A wounded soldier is carried through mud during the Battle of Passchendaele
The Duke and Duchess of Cambridge will be among those gathering in Belgium later to mark 100 years since the Battle of Passchendaele began.The offensive - which comprised eight battles - began on 31 July 1917 and lasted until 10 November 1917.
It is estimated to have claimed the lives of 275,000 British Empire troops in the West Flanders region of northern Belgium.
The French lost around 8,500 soldiers, while estimates for German casualties range from 217,000 to 260,000.
The battlefields turned into liquid mud.
The 'Last Tommy', Harry Patch, who died aged 111 in July 2009, was among those who fought in the offensive.
:: Passchendaele - 100 years on from WW1's muddy carnage
The Tyne Cot military cemetery, where the bodies of soldiers of the Commonwealth army lie
Prince Charles, Theresa May and Defence Secretary Sir Michael Fallon will also be attending events in and around Ypres.
At 7pm UK time, a Last Post ceremony will begin at the Menin Gate, which is etched with the names of thousands of missing soldiers.

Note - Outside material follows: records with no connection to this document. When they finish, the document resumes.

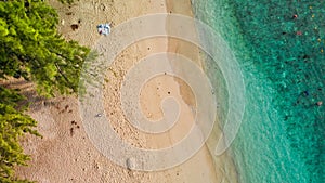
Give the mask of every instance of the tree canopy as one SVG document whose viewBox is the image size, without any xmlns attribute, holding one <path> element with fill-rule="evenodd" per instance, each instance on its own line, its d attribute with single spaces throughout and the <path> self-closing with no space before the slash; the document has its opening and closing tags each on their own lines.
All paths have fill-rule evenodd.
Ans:
<svg viewBox="0 0 325 183">
<path fill-rule="evenodd" d="M 56 11 L 42 0 L 0 1 L 0 81 L 24 78 L 46 96 L 77 92 L 90 50 L 65 40 L 57 32 L 57 23 Z M 39 135 L 32 130 L 37 122 L 24 114 L 23 100 L 18 92 L 0 86 L 0 182 L 17 182 L 13 167 L 29 159 L 20 138 Z"/>
</svg>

There will also be events at the Tyne Cot military cemetery on Monday.
On 31 July 2017 it will be 100 years since the start of the Battle of Passchendaele, between the Britain Empire and its allies and the German Empire, in the First World War
Sir Michael Fallon said: "These services provide us with the time to reflect on the sacrifice not just of the thousands of British and Commonwealth troops who gave their lives, but of the men on all sides who did not return home.
"This was a battle which touched communities across Europe and it is a privilege to be here in Belgium to stand as friends with the representatives of all the countries who took part in the battle - friends who continue to be strong allies."